他见白朝驹惊讶地看着自己,说道:“你以为能瞒得过我吗?好了,快去吧,别再让我看到那个家伙。”
“多谢楼主!”白朝驹赶忙行礼。
江南的四月一片绿意,山清水秀。时而降下些骤雨,落得正片山头水气氤氲,宛若仙境。
群山包围的小道上,两个少年正策马奔腾。
“这楼主真是个奇怪的人。”白朝驹感慨道。
“他们杨家的人,都挺奇怪的。”吴明说道。
“你是怎么看出他是杨家的?”白朝驹饶有兴致地问他。
“他的枪法,和杨坚是一路的。”吴明说道,“还有那个杨均,他们都是一家的。”
“说起枪法,你是不是也学过杨家枪法?”白朝驹问他。
吴明微微皱眉,他在努力回想,可脑海里只剩一片灰雾,什么都想不起。
“我不记得了。”他诚实地说道。这大抵是他被朝凤门带走之前的记忆,那时候他不到七岁,记忆已经模糊不清。

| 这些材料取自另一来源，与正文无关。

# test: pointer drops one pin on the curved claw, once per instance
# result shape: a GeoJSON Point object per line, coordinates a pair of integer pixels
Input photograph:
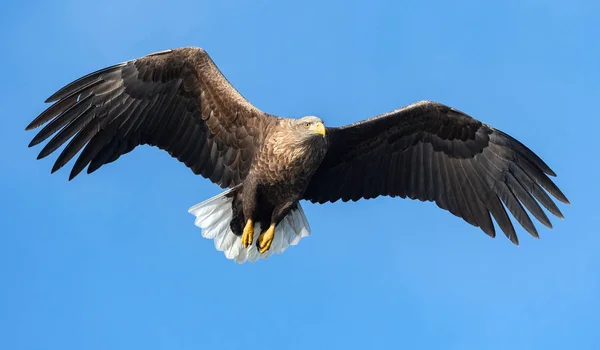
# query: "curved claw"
{"type": "Point", "coordinates": [265, 239]}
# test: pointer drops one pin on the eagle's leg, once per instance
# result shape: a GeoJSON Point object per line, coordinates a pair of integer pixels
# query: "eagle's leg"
{"type": "Point", "coordinates": [266, 238]}
{"type": "Point", "coordinates": [248, 234]}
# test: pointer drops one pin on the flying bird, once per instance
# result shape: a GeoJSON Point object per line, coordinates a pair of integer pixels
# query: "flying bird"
{"type": "Point", "coordinates": [179, 101]}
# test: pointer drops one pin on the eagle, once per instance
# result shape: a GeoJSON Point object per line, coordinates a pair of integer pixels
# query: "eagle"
{"type": "Point", "coordinates": [179, 101]}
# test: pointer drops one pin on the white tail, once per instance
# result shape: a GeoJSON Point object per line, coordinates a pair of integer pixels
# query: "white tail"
{"type": "Point", "coordinates": [214, 215]}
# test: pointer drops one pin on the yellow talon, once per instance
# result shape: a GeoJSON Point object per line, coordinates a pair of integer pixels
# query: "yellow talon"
{"type": "Point", "coordinates": [265, 239]}
{"type": "Point", "coordinates": [248, 234]}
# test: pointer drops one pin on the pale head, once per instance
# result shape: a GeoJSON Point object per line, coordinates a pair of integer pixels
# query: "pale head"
{"type": "Point", "coordinates": [311, 124]}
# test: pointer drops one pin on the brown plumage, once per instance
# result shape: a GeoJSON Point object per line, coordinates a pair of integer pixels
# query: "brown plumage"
{"type": "Point", "coordinates": [178, 101]}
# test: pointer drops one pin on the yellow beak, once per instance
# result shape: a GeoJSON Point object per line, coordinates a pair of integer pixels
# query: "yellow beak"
{"type": "Point", "coordinates": [319, 128]}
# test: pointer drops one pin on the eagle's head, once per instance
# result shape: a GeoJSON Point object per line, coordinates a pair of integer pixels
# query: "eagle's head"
{"type": "Point", "coordinates": [311, 126]}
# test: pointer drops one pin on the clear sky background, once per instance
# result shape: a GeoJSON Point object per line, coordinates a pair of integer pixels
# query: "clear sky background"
{"type": "Point", "coordinates": [114, 261]}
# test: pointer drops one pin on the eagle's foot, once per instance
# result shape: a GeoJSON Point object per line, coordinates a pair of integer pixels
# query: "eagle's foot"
{"type": "Point", "coordinates": [265, 239]}
{"type": "Point", "coordinates": [248, 234]}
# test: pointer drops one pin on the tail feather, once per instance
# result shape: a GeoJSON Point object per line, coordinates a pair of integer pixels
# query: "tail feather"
{"type": "Point", "coordinates": [214, 215]}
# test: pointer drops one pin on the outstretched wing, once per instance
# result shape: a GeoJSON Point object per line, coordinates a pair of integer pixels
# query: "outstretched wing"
{"type": "Point", "coordinates": [177, 100]}
{"type": "Point", "coordinates": [431, 152]}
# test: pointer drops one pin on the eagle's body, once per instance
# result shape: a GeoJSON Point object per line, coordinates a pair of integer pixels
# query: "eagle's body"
{"type": "Point", "coordinates": [179, 101]}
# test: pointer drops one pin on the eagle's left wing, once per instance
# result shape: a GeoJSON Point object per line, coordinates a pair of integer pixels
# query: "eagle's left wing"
{"type": "Point", "coordinates": [432, 152]}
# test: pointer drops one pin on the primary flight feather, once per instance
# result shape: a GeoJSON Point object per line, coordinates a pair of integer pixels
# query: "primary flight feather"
{"type": "Point", "coordinates": [179, 101]}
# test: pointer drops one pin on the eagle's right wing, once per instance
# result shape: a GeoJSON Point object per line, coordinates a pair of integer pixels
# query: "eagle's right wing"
{"type": "Point", "coordinates": [177, 100]}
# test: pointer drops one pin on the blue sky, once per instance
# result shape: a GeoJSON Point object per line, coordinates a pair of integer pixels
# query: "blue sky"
{"type": "Point", "coordinates": [114, 261]}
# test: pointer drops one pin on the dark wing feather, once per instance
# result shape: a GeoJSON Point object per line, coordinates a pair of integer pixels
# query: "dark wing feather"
{"type": "Point", "coordinates": [431, 152]}
{"type": "Point", "coordinates": [177, 100]}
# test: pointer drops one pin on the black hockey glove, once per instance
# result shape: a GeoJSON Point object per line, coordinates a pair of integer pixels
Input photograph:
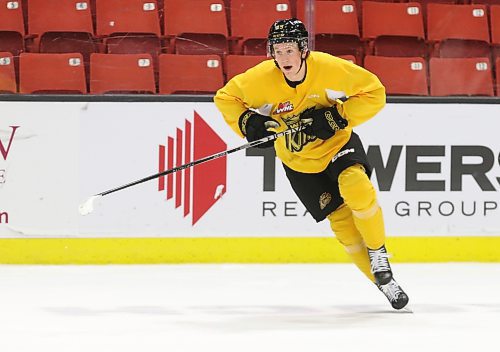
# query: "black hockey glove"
{"type": "Point", "coordinates": [323, 123]}
{"type": "Point", "coordinates": [254, 126]}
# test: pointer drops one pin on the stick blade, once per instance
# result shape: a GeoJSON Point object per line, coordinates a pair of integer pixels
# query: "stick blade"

他也解释不了自己为何会那些枪法,像是手到擒来,这很奇怪。
“难不成我也是杨家的?”他喃喃自语。
“嗯……”白朝驹认真地思考起来,“我听杨均说,他们青塘杨家大得很,你应当不是绊月楼主那支的。对了,你不是说,杨坚放了你一马吗?莫非你是杨将军的儿子?可是也不像……以杨将军年纪,做不了你父亲的,难道是你的哥哥?”
“可这也不对,你若是杨家的人,又怎么被朝凤门带走呢?像杨家这样的世家,肯定会把孩子保护的好好的,不可能让朝凤门得手。”白朝驹说着说着,又自己反驳自己起来。